Третий ковшик я налил себе сам.
…Ы-ы-ы-ы-ых!
Закусить бы! Да на столе – один таракан. Рыжий. Впрочем, и он в щель спрятался. Почуял!
Сьер римский доктор закончил с плахами и перешел к веревкам. Но я уже не слушал.
Пусть его!
– Пан Адам густо «михайлики» опрокидывает! – усмехнулся пан канцелярист, переходя на родной русинский. – Сразу видно, каких пан кровей! То пану профессору Риверо не в пример!
Еще бы! «Пан профессор» только губы в ковшик тычет! Зато болтает!..
– То не налить ли нам пану профессору еще оковитой?
Черт возьми! Первая здравая мысль за весь разговор!

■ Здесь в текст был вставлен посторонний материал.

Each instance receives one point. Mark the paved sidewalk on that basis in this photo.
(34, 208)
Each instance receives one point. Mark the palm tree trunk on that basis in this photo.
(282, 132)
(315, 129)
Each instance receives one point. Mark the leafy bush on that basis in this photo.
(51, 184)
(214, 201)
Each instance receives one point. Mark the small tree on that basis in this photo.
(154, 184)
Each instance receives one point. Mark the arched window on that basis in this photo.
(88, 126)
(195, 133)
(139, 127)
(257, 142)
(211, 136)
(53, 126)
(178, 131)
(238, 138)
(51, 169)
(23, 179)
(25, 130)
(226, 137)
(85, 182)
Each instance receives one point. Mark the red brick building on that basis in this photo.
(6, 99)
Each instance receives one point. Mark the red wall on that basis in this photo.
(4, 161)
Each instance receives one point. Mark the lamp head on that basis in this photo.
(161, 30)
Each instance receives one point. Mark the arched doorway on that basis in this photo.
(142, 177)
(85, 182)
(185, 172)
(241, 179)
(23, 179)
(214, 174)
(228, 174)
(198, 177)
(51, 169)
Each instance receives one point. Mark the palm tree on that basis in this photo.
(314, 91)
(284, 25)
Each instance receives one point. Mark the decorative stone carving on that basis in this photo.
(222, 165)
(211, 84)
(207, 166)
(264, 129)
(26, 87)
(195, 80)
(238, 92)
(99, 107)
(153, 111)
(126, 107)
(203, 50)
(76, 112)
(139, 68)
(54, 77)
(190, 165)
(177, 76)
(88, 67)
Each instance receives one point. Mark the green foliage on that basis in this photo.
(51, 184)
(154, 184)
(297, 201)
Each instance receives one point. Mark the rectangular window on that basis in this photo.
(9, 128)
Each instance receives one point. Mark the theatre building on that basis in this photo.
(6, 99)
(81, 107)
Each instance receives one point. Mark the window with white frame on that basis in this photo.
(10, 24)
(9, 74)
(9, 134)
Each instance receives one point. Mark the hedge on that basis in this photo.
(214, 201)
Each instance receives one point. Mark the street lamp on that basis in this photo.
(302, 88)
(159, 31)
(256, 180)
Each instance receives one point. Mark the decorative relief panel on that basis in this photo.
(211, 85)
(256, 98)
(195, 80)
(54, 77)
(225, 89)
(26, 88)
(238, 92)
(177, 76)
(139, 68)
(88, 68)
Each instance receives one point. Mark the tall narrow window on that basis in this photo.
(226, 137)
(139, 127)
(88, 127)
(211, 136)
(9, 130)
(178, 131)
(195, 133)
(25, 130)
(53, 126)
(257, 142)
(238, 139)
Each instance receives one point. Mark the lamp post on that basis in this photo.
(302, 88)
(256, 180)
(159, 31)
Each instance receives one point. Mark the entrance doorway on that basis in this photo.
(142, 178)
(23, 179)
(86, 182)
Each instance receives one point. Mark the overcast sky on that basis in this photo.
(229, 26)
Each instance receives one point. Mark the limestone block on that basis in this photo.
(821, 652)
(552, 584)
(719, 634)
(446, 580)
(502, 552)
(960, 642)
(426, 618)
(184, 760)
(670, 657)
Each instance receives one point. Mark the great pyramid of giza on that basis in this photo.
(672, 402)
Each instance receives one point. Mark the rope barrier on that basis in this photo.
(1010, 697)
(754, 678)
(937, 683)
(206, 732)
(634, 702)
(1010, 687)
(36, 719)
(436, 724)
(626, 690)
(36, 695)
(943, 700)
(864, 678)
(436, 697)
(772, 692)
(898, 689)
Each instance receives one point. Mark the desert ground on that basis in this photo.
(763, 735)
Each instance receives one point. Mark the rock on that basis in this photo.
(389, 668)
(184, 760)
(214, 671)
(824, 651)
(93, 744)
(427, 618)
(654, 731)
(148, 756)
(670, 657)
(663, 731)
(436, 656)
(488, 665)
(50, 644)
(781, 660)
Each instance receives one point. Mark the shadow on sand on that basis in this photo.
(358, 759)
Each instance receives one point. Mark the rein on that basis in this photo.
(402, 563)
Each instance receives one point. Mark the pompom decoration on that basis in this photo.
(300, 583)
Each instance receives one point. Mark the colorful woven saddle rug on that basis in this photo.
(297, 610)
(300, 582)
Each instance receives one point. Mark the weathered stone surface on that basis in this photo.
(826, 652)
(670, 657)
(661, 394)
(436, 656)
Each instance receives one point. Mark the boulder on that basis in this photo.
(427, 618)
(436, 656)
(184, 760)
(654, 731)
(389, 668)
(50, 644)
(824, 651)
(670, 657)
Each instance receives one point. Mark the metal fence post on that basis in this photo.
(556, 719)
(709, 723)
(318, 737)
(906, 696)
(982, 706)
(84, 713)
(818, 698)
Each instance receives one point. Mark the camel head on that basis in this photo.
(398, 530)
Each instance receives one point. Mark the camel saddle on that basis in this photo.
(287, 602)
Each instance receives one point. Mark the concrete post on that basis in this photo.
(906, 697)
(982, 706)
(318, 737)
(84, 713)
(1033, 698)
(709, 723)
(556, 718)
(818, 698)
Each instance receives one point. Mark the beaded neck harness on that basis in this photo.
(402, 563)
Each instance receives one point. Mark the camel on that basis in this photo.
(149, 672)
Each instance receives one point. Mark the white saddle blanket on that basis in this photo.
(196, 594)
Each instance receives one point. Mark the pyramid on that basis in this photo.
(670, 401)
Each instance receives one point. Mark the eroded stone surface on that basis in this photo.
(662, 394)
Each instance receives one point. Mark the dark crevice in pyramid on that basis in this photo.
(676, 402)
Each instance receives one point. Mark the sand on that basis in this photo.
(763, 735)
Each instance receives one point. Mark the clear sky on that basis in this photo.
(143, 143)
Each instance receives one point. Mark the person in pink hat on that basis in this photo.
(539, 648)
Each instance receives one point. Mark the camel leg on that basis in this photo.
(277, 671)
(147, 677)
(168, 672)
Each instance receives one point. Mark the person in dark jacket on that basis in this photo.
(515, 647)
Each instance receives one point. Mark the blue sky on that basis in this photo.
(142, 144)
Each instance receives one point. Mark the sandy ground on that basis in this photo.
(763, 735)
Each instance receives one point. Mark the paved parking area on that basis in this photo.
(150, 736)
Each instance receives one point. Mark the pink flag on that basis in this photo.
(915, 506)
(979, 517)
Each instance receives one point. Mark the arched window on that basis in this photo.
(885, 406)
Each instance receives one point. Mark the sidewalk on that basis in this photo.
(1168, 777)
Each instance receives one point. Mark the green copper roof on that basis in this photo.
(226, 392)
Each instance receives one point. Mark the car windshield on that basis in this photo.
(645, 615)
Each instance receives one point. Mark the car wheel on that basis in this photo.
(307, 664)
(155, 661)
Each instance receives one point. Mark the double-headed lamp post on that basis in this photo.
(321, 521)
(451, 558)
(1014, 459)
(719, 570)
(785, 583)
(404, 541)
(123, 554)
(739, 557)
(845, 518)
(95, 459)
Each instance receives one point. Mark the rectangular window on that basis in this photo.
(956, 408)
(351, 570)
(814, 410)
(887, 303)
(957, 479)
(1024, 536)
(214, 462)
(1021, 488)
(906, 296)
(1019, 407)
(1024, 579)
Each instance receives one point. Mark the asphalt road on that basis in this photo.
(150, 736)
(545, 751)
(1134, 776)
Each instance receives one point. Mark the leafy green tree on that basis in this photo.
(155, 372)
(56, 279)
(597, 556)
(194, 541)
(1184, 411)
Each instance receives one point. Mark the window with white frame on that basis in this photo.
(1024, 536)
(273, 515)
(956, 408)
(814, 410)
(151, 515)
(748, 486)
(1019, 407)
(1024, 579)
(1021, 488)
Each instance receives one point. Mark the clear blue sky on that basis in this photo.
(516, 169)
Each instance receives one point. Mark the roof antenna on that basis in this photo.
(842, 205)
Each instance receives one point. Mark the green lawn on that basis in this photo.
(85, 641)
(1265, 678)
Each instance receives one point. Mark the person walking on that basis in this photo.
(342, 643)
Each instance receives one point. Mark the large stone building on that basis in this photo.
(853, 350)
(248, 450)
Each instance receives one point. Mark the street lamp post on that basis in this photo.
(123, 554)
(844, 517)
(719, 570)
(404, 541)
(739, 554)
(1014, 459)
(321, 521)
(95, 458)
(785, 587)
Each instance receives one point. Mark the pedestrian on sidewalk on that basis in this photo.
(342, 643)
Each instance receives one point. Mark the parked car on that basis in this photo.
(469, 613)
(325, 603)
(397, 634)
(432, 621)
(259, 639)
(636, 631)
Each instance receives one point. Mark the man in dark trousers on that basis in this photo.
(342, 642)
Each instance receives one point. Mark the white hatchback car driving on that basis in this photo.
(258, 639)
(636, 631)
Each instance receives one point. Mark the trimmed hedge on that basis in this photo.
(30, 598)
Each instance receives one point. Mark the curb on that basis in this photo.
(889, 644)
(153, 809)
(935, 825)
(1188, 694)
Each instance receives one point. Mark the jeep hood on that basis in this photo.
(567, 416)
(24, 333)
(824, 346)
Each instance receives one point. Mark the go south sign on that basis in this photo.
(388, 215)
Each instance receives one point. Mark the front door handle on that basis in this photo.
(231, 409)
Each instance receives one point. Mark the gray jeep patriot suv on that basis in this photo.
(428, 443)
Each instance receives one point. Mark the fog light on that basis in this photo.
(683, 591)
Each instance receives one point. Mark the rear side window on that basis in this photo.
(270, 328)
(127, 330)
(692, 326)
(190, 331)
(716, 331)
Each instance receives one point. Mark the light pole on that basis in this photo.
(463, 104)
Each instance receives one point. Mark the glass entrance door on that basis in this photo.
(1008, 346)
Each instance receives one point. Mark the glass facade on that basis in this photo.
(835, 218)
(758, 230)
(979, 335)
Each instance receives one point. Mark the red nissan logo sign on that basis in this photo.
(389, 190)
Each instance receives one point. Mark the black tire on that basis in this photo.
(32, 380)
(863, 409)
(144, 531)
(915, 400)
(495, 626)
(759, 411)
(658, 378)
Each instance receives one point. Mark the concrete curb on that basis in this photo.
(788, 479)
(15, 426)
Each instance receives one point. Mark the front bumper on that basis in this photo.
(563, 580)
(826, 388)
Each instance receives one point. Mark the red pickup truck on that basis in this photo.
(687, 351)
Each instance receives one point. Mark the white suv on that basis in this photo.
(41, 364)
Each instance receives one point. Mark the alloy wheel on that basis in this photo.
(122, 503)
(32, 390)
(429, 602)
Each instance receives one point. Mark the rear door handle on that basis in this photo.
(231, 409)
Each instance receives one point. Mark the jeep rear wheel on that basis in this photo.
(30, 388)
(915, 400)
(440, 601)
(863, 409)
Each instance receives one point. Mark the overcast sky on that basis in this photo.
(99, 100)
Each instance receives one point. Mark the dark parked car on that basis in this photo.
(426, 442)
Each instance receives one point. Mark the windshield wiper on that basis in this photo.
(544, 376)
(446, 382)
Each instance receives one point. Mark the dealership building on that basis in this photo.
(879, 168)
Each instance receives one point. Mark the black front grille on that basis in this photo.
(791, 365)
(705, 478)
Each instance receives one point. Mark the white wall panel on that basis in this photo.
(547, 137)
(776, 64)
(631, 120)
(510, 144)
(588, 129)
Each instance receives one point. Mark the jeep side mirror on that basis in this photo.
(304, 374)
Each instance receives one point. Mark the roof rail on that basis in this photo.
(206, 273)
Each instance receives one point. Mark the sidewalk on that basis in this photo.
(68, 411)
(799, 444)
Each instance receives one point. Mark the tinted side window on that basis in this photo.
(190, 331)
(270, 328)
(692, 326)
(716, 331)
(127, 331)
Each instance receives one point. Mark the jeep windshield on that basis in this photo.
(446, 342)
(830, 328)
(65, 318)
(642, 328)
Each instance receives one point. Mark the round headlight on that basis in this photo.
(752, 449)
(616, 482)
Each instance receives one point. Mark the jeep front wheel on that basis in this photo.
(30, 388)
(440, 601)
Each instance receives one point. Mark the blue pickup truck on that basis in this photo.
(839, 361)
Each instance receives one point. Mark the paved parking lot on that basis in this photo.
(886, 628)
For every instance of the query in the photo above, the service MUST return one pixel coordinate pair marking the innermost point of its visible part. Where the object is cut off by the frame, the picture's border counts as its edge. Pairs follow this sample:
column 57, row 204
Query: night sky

«Михайлик» – доверху. Жалкое сопротивление сьера еретика сломлено.
…Краснеет, синеет, кашляет, задыхается, зеленеет…
Будет знать!
– То Бог с ними, с политиями этими, – вздохнул пан канцелярист, дымя люлькой и с сожалением поглядывая на мучения сьера Гарсиласио. – Сии политии мне еще в коллегии Киевской изрядно надоесть успели. Пришел я сказать, что пана Адама знакомый, прозываемый Павлом Полегеньким, записан в полк Переяславский. Полковником там Хведор Лобода, пан же Полегенький вписан сотником Воронкивской сотни. Ныне полк Переяславский по повелению ясновельможного гетьмана из Чигирина на запад отправлен с иными полками вместе.
– Спасибо…
Огненная горилка внезапно показалась болотной водой.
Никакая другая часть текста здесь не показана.